What should the next government prioritise in relation to pension policy, and are there industry benefits to political instability? We posed this question in the 11th edition of the PMI Students' essay competition, sponsored by ITM.
We're thrilled to announce Rhys Keeling, Business Development Executive at Wealth at Work, took home second prize. Sarah Meehan and James Turner earned first and third prizes, respectively.
Rhys Keeling's Essay
The Future of Pension Policy: Prioritising Adequacy, Financial Literacy, and Engagement
The new government has a key role in setting policies that will improve outcomes for future retirees. To this end, pension policy should focus on ALE. Because we all know how much the pension industry loves an acronym! ALE is adequacy, literacy and engagement. We need to get people to save more, save better and use more wisely. I believe adequacy, literacy and engagement should be used to guide reforms.
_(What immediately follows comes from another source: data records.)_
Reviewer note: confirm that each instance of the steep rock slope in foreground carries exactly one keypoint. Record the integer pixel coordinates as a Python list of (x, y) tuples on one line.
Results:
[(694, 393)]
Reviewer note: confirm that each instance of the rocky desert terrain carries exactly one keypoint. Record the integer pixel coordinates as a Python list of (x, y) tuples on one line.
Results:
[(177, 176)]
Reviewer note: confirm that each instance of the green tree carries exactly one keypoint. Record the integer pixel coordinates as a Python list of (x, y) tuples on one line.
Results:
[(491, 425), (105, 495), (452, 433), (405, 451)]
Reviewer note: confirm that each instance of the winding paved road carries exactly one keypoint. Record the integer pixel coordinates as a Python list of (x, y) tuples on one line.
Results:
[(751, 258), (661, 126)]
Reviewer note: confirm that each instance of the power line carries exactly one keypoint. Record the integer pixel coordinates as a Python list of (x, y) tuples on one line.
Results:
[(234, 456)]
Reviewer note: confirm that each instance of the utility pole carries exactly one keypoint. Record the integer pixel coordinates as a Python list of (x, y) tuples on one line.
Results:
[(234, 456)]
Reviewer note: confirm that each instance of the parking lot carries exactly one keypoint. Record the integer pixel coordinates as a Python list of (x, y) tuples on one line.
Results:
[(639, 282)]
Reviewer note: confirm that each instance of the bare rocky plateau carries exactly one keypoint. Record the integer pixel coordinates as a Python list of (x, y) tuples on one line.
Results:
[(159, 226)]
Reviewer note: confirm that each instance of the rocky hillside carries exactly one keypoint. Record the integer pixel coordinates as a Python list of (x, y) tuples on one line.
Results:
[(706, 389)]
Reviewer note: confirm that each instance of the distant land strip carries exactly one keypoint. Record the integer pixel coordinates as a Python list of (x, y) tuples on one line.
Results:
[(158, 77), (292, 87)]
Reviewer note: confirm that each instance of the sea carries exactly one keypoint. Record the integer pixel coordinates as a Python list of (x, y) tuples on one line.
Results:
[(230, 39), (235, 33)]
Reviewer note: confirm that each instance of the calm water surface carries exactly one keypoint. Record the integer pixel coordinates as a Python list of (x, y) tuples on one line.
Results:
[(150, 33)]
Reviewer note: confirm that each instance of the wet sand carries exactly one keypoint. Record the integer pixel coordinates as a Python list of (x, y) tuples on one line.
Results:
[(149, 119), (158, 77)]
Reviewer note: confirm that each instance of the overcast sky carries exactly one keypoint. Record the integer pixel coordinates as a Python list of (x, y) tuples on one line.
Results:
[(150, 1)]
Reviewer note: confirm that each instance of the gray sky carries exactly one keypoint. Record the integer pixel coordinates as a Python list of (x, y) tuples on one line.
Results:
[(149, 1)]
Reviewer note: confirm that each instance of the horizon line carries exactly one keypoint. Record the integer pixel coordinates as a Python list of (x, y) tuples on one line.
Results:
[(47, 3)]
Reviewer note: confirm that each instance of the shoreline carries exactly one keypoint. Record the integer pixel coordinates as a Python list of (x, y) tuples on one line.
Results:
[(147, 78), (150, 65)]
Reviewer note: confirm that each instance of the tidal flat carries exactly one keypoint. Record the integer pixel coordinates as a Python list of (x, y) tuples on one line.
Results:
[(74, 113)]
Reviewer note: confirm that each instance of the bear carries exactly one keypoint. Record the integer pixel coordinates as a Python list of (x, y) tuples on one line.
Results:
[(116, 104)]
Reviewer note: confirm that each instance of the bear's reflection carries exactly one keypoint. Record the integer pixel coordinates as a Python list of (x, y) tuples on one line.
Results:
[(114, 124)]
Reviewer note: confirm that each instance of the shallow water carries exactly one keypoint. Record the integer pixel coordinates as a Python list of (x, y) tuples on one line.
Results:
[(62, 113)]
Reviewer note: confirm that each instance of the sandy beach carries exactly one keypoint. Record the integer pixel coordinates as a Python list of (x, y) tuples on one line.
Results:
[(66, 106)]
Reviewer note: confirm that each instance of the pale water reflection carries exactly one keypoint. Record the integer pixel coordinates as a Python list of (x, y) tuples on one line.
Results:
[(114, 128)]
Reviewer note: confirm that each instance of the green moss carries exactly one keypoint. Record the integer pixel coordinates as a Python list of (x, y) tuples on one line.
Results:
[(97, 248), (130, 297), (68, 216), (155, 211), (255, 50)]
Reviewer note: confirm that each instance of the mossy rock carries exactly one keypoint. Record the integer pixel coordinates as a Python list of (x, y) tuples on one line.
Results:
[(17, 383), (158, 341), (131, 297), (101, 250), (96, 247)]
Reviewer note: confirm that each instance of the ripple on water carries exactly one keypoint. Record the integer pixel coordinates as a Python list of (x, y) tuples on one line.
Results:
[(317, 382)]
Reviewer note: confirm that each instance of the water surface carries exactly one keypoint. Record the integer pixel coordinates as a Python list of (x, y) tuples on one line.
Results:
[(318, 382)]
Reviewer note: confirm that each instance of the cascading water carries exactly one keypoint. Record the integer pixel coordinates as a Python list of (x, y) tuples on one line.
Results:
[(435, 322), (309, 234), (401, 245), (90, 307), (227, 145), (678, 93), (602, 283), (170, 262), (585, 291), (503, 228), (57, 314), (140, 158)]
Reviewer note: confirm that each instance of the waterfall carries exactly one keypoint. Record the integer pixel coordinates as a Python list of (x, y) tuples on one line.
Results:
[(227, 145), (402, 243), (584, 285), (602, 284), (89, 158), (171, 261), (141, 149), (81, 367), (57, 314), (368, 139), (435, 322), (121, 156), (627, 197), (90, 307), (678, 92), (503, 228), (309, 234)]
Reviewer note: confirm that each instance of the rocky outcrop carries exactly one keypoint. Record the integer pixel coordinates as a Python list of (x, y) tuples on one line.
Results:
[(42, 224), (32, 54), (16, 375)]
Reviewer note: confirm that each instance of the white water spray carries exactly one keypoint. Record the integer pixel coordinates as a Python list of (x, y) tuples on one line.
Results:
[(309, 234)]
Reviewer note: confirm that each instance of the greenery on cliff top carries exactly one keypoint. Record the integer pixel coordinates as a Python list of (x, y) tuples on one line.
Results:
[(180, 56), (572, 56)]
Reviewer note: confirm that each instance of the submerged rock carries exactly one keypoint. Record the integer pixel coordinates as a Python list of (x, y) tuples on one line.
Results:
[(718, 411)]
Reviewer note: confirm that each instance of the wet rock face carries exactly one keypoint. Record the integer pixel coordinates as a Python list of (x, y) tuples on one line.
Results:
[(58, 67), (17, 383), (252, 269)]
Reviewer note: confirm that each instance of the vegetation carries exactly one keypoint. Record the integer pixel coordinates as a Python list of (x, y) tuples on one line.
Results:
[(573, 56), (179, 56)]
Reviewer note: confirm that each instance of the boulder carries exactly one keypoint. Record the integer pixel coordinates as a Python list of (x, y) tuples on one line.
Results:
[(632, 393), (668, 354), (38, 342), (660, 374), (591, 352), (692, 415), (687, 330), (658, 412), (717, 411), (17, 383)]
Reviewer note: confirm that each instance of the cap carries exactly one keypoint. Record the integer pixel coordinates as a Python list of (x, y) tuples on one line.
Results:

In my view the focus should sit in two areas which I’m going to discuss throughout the essay: auto-enrolment and financial education.
Auto-Enrolment: A Solid Foundation Needing Improvement
12 years on from its introduction, my view is that auto-enrolment has been one of the most significant pension policy achievements in recent times. With the introduction in 2012, it has increased the amount of workers saving for retirement, with over 11 million people participating [1]. However, while auto-enrolment has increased participation rates there are over 33 million people aged over 16 working in the UK [2], and so there are large portions of society not participating and for those that are participating, the present contribution levels aren’t satisfactory for ensuring the retirement that most would like to achieve. So, how do we improve auto-enrolment to build on the solid start?
Currently the minimum contribution amount is set at 8% of ‘qualifying earnings’. This 8% contribution percentage could be deemed to be an insufficient contribution for the vast majority, as it won’t enable them to achieve a satisfactory retirement income, as highlighted in the PLSA retirement living standards [3].
Experts, such as former financial secretary, Stephen Timms, has said that a contribution of 12% is required to achieve a more assured retirement [4]. Thus, increasing the auto-enrolment contribution percentage should be a priority.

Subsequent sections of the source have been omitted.